Comic books have been in the vanguard of diversity. The Marvel Comic Universe has portrayed superheroes coming from every nation on Earth in the diversity of races, genders, and sexual orientations long before anyone ever heard the term, “woke.”
In a sense, comic books have been “woke” for a very long time – just not the pushy, virtue-signaling, sanctimonious version of woke that we are faced with at present and which most reasonable people of all political persuasions find objectionable.
Demographics don’t matter when they are an organic part of the character or story. What fans object to is the race, gender, and/or sexual orientation swapping from the source material. If you want to tell a story about a character with certain demographics, find existing or create new source material with characters meeting those demographics and put it up for sale.

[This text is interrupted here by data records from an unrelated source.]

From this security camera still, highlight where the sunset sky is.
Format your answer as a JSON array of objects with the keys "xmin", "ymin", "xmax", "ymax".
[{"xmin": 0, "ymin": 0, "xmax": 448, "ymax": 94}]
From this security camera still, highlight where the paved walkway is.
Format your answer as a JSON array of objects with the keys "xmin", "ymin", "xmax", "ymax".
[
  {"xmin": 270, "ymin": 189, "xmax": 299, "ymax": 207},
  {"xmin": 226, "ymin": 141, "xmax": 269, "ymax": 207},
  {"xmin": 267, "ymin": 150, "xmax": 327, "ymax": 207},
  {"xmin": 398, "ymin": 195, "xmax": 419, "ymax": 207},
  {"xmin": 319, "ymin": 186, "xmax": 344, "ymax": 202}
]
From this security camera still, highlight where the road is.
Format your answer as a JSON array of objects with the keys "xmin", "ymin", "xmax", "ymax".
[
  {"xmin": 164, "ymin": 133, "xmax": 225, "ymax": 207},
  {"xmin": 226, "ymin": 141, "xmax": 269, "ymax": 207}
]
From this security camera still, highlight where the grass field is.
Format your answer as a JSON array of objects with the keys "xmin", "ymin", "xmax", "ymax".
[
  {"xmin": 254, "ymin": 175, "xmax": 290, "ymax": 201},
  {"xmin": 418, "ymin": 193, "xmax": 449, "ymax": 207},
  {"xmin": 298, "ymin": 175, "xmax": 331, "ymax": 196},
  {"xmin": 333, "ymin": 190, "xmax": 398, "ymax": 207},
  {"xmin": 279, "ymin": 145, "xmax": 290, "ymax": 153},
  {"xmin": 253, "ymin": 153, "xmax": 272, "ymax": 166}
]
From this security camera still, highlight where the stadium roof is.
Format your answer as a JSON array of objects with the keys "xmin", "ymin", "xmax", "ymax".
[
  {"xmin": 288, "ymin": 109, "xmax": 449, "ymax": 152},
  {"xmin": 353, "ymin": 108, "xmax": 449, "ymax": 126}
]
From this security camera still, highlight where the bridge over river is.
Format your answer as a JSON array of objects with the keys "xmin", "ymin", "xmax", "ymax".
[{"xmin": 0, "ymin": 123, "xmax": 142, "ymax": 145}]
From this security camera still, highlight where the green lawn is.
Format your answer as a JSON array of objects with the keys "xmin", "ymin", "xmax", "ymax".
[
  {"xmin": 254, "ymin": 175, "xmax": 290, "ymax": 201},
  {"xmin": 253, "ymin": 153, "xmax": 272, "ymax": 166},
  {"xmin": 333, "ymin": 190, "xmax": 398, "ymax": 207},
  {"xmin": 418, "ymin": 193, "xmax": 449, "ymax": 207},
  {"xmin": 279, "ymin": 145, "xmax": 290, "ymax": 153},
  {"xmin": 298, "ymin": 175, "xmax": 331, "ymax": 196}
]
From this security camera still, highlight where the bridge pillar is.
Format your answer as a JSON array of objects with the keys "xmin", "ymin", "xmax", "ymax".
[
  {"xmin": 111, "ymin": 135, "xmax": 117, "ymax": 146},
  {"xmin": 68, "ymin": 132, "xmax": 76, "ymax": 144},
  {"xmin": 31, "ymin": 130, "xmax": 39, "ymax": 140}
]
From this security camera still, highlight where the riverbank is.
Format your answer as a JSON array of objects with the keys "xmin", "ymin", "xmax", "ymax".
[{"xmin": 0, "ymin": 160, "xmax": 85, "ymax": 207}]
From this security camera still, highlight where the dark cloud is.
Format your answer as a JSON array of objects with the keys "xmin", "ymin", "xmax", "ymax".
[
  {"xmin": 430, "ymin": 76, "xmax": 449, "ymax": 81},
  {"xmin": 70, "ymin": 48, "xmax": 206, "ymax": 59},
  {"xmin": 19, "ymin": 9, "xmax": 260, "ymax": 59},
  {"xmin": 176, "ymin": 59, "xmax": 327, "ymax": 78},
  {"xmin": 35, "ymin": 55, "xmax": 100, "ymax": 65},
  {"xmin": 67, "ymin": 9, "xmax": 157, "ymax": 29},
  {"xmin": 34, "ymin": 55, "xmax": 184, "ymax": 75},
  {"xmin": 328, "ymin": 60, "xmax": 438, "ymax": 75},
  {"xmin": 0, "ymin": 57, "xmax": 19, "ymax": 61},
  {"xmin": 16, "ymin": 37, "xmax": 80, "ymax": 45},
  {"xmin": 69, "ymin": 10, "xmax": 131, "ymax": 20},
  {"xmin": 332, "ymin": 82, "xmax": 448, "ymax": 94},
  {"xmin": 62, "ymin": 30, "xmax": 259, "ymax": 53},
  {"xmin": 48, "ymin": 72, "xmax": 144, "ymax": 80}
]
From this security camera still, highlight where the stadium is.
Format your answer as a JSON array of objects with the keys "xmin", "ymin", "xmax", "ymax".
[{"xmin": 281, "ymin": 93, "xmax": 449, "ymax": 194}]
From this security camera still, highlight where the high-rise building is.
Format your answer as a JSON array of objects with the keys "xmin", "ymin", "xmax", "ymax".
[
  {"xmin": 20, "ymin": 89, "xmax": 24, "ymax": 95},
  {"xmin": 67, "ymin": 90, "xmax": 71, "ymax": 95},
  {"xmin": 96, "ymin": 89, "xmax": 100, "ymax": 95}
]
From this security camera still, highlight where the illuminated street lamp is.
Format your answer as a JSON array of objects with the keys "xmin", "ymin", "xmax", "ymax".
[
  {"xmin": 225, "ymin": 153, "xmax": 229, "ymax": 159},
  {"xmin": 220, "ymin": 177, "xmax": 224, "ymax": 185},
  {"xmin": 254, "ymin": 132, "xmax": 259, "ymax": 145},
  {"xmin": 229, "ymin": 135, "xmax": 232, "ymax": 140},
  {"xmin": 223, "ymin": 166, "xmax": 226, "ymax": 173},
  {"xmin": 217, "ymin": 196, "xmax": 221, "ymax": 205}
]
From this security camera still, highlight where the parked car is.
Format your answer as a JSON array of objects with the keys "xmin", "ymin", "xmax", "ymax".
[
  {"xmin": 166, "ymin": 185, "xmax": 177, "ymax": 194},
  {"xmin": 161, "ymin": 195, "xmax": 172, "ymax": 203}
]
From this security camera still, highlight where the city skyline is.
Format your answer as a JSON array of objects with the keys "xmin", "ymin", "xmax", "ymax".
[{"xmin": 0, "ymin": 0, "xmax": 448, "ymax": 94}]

Don’t change John Wick to Jane Wick. If you want a female lead instead of a male lead for an action flick, just do what film producers have already done with the Atomic Blonde film adaptation. Both the John Wick and the Atomic Blonde films were roughly similar concepts, the adaptations were well done, there was no need to demographic swap the leads, the fans were mostly pleased, and the box office was good for both. If there is a market for it, people will buy it.
So please, MCU, stay faithful to the original concepts and quit doing things like portraying the Ancient One as a bald British female instead of an old Tibetan man. The race/gender/sexual-orientation swapping may please a few misguided, over-sensitive idiots on Twitter and a few snobbish Hollywood critics who won’t like comic books or comic book movies no matter what you do and will always find something to pick apart, but it pisses off the rest of us.
Steve Rogers is Captain America, Sam Wilson is Falcon, T’Challa is Black Panther, Richard Rider is Nova, Peter Parker is Spiderman, Thor Odinson is Thor, Tony Stark is Iron Man, Bruce Banner is The Hulk, the X-Men are the X-Men, Stephen Strange is Dr. Strange, etc. – all with the demographics with which they were originally created.
No matter how many times you try to swap these characters for someone with the same name but different demographics, sales suffer and you just keep going back to the originals because, like it or not, the originals were great for a reason, the swapped versions are inferior to the originals, and the fans want to read stories about THE ORIGINALS. That’s what sells – in the comics, in the movies, and in the television shows.
The MU comic book universe should stand on its own apart from the MCU and focus on telling good stories of good vs. evil respecting MU comic book continuity.
The MCU can take that source material and change it or water it down if it likes. The movie ticket buyers have voted and will vote with their dollars in regard to whether they like or dislike the translated material.
It appears that the streaming service subscribers and movie ticket buyers like the more source-accurate material and dislike the source-inaccurate material. The comic book buyers will vote with their dollars too – and my prediction is that they will reject this MCU-oriented Guardians of the Galaxy reboot.